Telfer stopped and stood in the road with his legs spread apart. He took off his hat and throwing back his head laughed up at the stars.

“Freedom Smith should hear me now,” he cried, rocking back and forth with laughter and switching his cane at the boy’s legs so that Sam had to hop merrily about in the road to avoid it. “Flung by the hand of God out of illimitable space—eh! not bad, eh! I should be in Congress. I am wasted here. I am throwing priceless eloquence to dogs who prefer to chase rabbits and to a boy who is the worst little money grubber in the town.”

The midsummer madness that had seized Telfer passed and for a time he walked in silence. Suddenly, putting his arm on the boy’s shoulder, he stopped and pointed to where a faint light in the sky marked the lighted town.
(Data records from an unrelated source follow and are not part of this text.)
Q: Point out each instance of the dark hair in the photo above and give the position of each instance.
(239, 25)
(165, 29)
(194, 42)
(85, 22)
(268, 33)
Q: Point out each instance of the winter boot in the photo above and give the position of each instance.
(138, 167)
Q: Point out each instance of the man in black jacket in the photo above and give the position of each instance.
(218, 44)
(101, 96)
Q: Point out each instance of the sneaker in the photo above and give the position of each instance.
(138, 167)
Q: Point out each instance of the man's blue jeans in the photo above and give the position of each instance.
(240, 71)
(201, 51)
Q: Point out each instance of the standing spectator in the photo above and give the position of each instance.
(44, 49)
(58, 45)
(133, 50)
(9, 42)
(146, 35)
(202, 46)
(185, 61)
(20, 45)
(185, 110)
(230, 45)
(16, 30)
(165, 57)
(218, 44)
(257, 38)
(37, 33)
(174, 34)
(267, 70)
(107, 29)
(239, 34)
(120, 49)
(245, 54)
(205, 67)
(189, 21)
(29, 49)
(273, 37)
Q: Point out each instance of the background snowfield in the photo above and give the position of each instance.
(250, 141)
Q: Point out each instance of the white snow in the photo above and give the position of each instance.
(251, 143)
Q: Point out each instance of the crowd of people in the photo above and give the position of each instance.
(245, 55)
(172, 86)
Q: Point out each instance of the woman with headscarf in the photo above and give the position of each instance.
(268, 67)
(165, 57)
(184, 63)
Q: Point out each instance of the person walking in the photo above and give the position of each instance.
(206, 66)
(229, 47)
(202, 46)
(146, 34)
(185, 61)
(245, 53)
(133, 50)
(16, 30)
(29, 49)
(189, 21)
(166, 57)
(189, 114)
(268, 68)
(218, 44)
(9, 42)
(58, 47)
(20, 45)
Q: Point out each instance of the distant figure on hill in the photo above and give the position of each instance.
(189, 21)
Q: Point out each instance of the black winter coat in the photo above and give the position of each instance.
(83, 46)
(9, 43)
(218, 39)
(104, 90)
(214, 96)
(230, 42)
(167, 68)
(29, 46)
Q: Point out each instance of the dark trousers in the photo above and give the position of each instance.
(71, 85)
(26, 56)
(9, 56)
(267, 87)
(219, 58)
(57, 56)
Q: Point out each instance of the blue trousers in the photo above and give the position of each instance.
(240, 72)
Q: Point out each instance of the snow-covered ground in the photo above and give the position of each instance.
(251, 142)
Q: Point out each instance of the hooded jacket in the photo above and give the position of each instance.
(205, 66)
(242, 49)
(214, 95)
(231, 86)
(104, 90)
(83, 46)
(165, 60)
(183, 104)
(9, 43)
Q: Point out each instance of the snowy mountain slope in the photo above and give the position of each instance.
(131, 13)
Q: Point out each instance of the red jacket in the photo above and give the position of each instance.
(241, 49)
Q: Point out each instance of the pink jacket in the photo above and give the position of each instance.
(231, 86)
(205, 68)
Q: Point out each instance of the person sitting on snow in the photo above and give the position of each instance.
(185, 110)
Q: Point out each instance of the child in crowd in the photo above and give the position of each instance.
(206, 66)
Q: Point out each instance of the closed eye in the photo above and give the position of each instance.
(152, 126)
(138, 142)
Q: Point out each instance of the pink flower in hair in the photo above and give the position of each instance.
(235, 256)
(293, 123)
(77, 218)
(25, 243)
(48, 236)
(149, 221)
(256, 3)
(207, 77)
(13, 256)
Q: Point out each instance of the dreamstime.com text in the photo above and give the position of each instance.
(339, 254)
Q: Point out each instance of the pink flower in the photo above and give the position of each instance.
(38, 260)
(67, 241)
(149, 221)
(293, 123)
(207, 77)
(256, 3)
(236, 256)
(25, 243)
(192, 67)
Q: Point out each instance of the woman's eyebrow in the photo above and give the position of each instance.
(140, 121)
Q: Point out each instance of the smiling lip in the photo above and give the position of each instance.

“They are good people,” he said, “but their ways are not my ways or your ways. You will go out of the town. You have genius. You will be a man of finance. I have watched you. You are not niggardly and you do not cheat and lie—result—you will not be a little business man. What have you? You have the gift of seeing dollars where the rest of the boys of the town see nothing and you are tireless after those dollars—you will be a big man of dollars, it is plain.” Into his voice came a touch of bitterness. “I also was marked out. Why do I carry a cane? why do I not buy a farm and raise steers? I am the most worthless thing alive. I have the touch of genius without the energy to make it count.”